O tumulto em torno de Emmanuel Macron serve como um alerta para Keir Starmer, conforme observado por Rafael Behr.

O tumulto em torno de Emmanuel Macron serve como um alerta para Keir Starmer, conforme observado por Rafael Behr.

A Grã-Bretanha e a França não possuem uma quantidade fixa de estabilidade política entre si, onde a calma num país leve inevitavelmente ao caos no outro. Foi simplesmente uma coincidência que Keir Starmer tenha conquistado uma grande maioria em julho passado, justamente quando as eleições legislativas deixaram a França ingovernável para Emmanuel Macron.

Foi lamentável para ambos os líderes, e para a Europa, que seus caminhos políticos tenham se desencontrado. Macron já havia lidado com quatro primeiros-ministros conservadores antes de encontrar um potencial aliado no ascendente líder trabalhista. Nessa altura, sua presidência já estava em acentuado declínio. A Grã-Bretanha emergia da confusão do Brexit justamente quando a França perdia seu rumo.

As duas situações diferem em escala. O impasse parlamentar francês é um problema grave, enquanto a saída britânica da UE foi um desastre massivo. Ainda assim são semelhantes por serem feridas autoinfligidas, causadas por líderes arrogantes que superestimaram sua capacidade de persuadir os eleitores.

David Cameron convocou o referendo de 2016 porque tinha certeza de que poderia cativar os eleitores para permanecerem na UE. Theresa May convocou eleições em 2017 e perdeu a maioria conservadora porque acreditava que o país rejeitaria o Partido Trabalhista de Jeremy Corbyn e lhe daria um forte mandato pessoal para concretizar o Brexit.

O erro de Macron combinou elementos de ambos os equívocos. Ele dissolveu a Assembleia Nacional no verão passado, achando que novas eleições uniriam eleitores moderados contra a extrema-direita da Reunião Nacional, que tinha se saído bem nas eleições europeias. Ele estava parcialmente certo - milhões realmente se mobilizaram para bloquear a Reunião Nacional, mas acabaram impulsionando partidos de esquerda hostis ao presidente.

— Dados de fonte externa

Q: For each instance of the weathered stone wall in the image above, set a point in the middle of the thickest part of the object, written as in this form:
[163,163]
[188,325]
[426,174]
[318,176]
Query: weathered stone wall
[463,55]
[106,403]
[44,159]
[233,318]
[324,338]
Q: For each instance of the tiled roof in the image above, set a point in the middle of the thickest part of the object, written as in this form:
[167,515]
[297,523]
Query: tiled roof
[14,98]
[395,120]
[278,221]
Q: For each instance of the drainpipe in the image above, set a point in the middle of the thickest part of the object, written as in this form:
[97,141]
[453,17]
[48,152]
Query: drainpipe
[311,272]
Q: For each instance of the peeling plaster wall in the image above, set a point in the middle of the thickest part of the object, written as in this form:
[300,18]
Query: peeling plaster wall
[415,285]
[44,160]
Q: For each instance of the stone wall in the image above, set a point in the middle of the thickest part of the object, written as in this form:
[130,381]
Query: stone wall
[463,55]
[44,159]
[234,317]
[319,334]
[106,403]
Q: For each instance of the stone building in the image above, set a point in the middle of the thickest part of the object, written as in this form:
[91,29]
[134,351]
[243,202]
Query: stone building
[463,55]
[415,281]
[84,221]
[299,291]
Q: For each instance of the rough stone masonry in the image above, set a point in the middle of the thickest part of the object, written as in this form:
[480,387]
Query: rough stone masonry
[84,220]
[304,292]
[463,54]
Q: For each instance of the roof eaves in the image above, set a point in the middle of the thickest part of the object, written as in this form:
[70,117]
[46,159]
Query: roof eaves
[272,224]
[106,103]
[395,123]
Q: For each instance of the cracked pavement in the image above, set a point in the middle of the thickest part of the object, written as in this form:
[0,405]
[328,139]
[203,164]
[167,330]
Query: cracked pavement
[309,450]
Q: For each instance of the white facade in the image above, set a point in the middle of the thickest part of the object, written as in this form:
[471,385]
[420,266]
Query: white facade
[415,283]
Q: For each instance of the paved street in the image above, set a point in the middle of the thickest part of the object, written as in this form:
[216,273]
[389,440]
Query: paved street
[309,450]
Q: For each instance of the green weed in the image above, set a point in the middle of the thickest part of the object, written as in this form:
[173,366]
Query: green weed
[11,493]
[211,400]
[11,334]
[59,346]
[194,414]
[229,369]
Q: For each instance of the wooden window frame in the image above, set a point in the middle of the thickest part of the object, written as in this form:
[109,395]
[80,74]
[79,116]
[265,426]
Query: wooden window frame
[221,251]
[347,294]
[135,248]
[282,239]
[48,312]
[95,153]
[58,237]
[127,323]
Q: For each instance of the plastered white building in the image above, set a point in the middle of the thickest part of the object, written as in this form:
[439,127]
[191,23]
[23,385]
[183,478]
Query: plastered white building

Em resposta, Macron tentou formar governos a partir de um grupo enfraquecido de aliados centristas, ignorando realidades parlamentares e a tradição de que presidentes respeitem a escolha do eleitorado ao nomear um primeiro-ministro.

O resultado foram meses de impasse, protestos, polarização, colapsos governamentais, culpas, pedidos de novas eleições e exigências pela renúncia de Macron. Ele não planeja renunciar antes do fim de seu mandato em 2027, e até lá tem pouco espaço para realizar grandes feitos. Essa mistura de caos e estagnação - onde tudo está em turbulência mas nada muda - remete à crise contínua do Brexit no Parlamento britânico, que só terminou em dezembro de 2019. Naquela altura, os eleitores estavam tão cansados e desiludidos que deram a Boris Johnson carta branca para terminar o trabalho como bem entendesse.

Numa versão francesa dessa história, o resultado poderia colocar Marine Le Pen, ex-líder da Reunião Nacional e candidata presidencial de longa data, no Palácio do Eliseu. Ou, se ela for impedida de concorrer devido a uma condenação por desvio de verbas, poderia ser Jordan Bardella, o polido líder millennial do partido, favorável aos negócios.

França e Grã-Bretanha são tão diferentes em seus sistemas políticos e cultura que as comparações geralmente falham. Ainda assim, para duas nações vizinhas com histórias profundamente entrelaçadas, populações similares e economias comparáveis, a falta de conexão entre seus líderes é impressionante.

Por outro lado, talvez não seja tão surpreendente. A proximidade frequentemente gera rivalidade. Presidentes franceses e primeiros-ministros britânicos geralmente encontram terreno comum no final. A cooperação global tende a superar a competição local, mas os acordos precisam ser alcançados através de uma névoa de desconfiança, formada por séculos de atritos não resolvidos.

Para os primeiros-ministros britânicos, o relacionamento com os EUA sempre foi mais confortável. Nunca houve uma parceria através do Canal como a aliança Thatcher-Reagan nos anos 1980, ou a inspiração que Tony Blair tirou dos Novos Democratas de Bill Clinton uma década depois.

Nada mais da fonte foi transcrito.